What are SNP's?

Kicks · 04-10-2007, 03:32 PM

What are Single Nucleotide Polymorphisms

?

doublebarr · 04-10-2007, 03:52 PM

From this site:

SNP Fact Sheet

What are SNPs?

Single nucleotide polymorphisms or SNPs (pronounced "snips") are DNA sequence variations that occur when a single nucleotide (A,T,C,or G) in the genome sequence is altered. For example a SNP might change the DNA sequence AAGGCTAA to ATGGCTAA. For a variation to be considered a SNP, it must occur in at least 1% of the population. SNPs, which make up about 90% of all human genetic variation, occur every 100 to 300 bases along the 3-billion-base human genome. Two of every three SNPs involve the replacement of cytosine (C) with thymine (T). SNPs can occur in both coding (gene) and noncoding regions of the genome. Many SNPs have no effect on cell function, but scientists believe others could predispose people to disease or influence their response to a drug.
Although more than 99% of human DNA sequences are the same across the population, variations in DNA sequence can have a major impact on how humans respond to disease; environmental insults such as bacteria, viruses, toxins, and chemicals; and drugs and other therapies. This makes SNPs of great value for biomedical research and for developing pharmaceutical products or medical diagnostics. SNPs are also evolutionarily stable --not changing much from generation to generation --making them easier to follow in population studies.
Scientists believe SNP maps will help them identify the multiple genes associated with such complex diseases as cancer, diabetes, vascular disease, and some forms of mental illness. These associations are difficult to establish with conventional gene-hunting methods because a single altered gene may make only a small contribution to the disease.
Several groups worked to find SNPs and ultimately create SNP maps of the human genome. Among these groups were the U.S. Human Genome Project (HGP) and a large group of pharmaceutical companies called the SNP Consortium or TSC project. The likelihood of duplication among the groups was small because of the estimated 3 million SNPs, and the potential payoff was high.
In addition to the pharmacogenomic, diagnostic, and biomedical research implications, SNP maps are helping to identify thousands of additional markers along the genome, thus simplifying navigation of the much larger genome map generated by researchers in the HGP.
How can SNPs be used as risk factors in disease development?
SNPs do not cause disease, but they can help determine the likelihood that someone will develop a particular disease.
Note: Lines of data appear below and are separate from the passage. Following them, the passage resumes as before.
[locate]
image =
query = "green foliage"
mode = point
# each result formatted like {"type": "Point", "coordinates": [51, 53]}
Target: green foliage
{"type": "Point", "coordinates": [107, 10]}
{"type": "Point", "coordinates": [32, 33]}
One of the genes associated with Alzheimer's, apolipoprotein E or ApoE, is a good example of how SNPs affect disease development. This gene contains two SNPs that result in three possible alleles for this gene: E2, E3, and E4. Each allele differs by one DNA base, and the protein product of each gene differs by one amino acid.
Each individual inherits one maternal copy of ApoE and one paternal copy of ApoE. Research has shown that an individual who inherits at least one E4 allele will have a greater chance of getting Alzheimer's. Apparently, the change of one amino acid in the E4 protein alters its structure and function enough to make disease development more likely. Inheriting the E2 allele, on the other hand, seems to indicate that an individual is less likely to develop Alzheimer's.
Of course, SNPs are not absolute indicators of disease development. Someone who has inherited two E4 alleles may never develop Alzheimer's, while another who has inherited two E2 alleles may. ApoE is just one gene that has been linked to Alzheimer's. Like most common chronic disorders such as heart disease, diabetes, or cancer, Alzheimer's is a disease that can be caused by variations in several genes. The polygenic nature of these disorders is what makes genetic testing for them so complicated.
The answer to this question is based on information provided by the Genome News Network.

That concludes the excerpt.